Christian Culture versus Christianity.

Published in: Theology.

I have talked previously about “Christian culture” and probably alluded to it being a different entity than “Christianity.”1 I’d like to elaborate more on what I mean.

Let us define “Christianity” quite broadly as following and submitting to Jesus as the Christ and the Son of God.2 This definition holds certain common and identifying characteristics inherent among Christians. Such commonalities could be considered a culture, but I will leave them simply as Christianity, as Christianity is not separate from these factors and these factors are not separate from Christianity.3

“Christian culture,” on the other hand, is the social atmosphere, norms, and mores that arise within the social context of Christianity, but outside the purity4 of Christianity. Things such as preferred or accepted musical genres,5 dating practices, and religious cliches.6 I admit that Christian culture usually arises out of good intentions, but typically ends as a set of rules, moral standards, and acceptable products7 applied on top of Christianity.8

Christian culture, then, becomes an obstacle to Christianity: those outside of Christianity see this culture and think that it is Christianity; those within Christian culture confuse themselves regarding obedience to God and obedience to this cultural standards. The lines get blurred, and no one benefits.
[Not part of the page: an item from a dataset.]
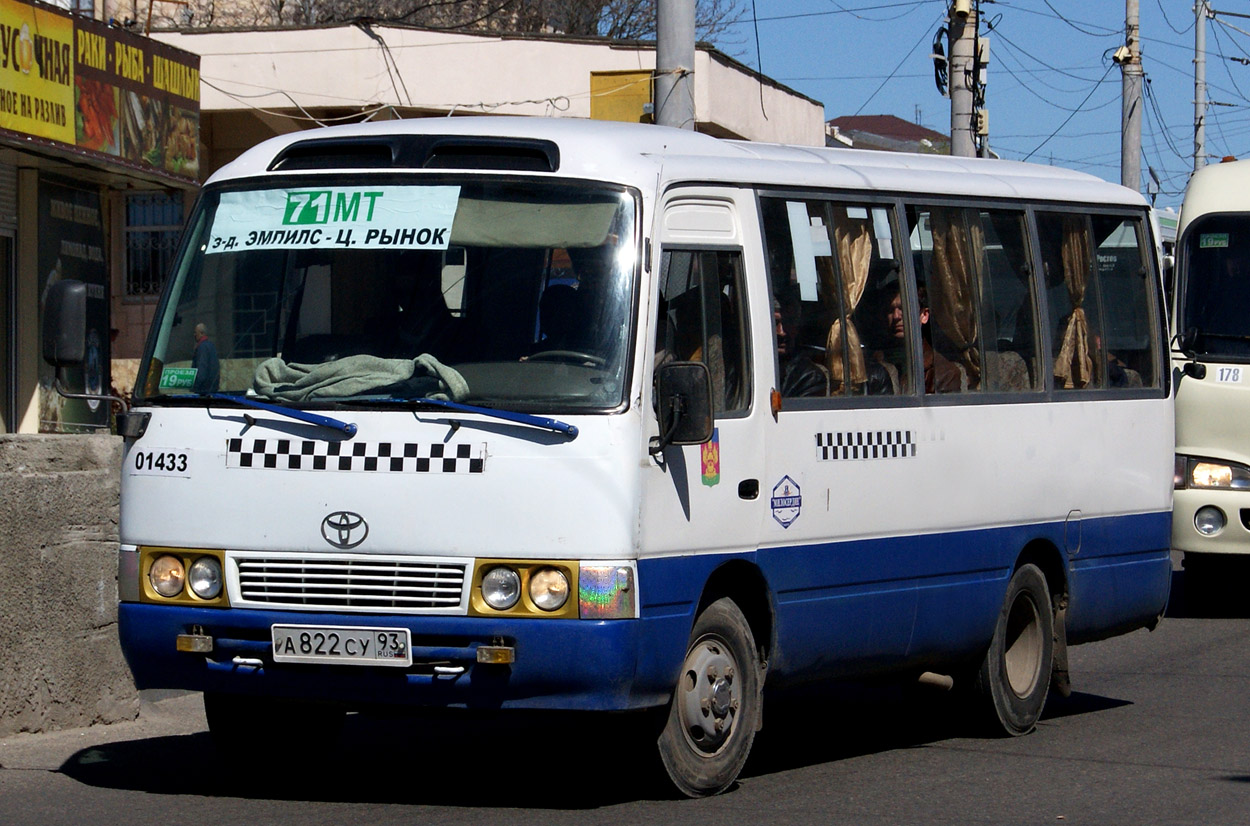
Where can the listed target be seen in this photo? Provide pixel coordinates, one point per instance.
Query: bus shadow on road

  1. See “Leaders, Followers, and Outliers in Christian Culture” and “Critics and the Advancement of Art
  2. Sure, there may be “better” definitions. I imagine there are worse definitions as well.
  3. Direct results from being in communion with Christ: the fruits of the Spirit, spiritual gifts, the Holy Spirit, etc.
  4. I’m not convinced that “purity” is the best word here, but I can’t think of one that is more suitable. Hopefully you understand the idea that I’m trying to get across: there is a refreshing simplicity to Christianity as Christianity, stripped of everything that we have added to it and left only with us, Christ, and His redemptive work.
  5. Listen to contemporary Christian radio. Many of the songs sound the same because they adhere to an accepted “song standard” within Christian culture.
  6. Stuff Christians Like is a wealth of information about Christian culture. Yes, I know it is satire, but it would not be humorous if it didn’t play off of truths. “It’s funny because it’s true.”
  7. My pastor recently referred to these “acceptable products” as a “Christian ghetto,” where there’s a “Christian” version of everything. Just slap a Christian label on it and let your niche marketing go to town.
  8. The similarity to the Pharisees Jesus encounters in the gospels is striking.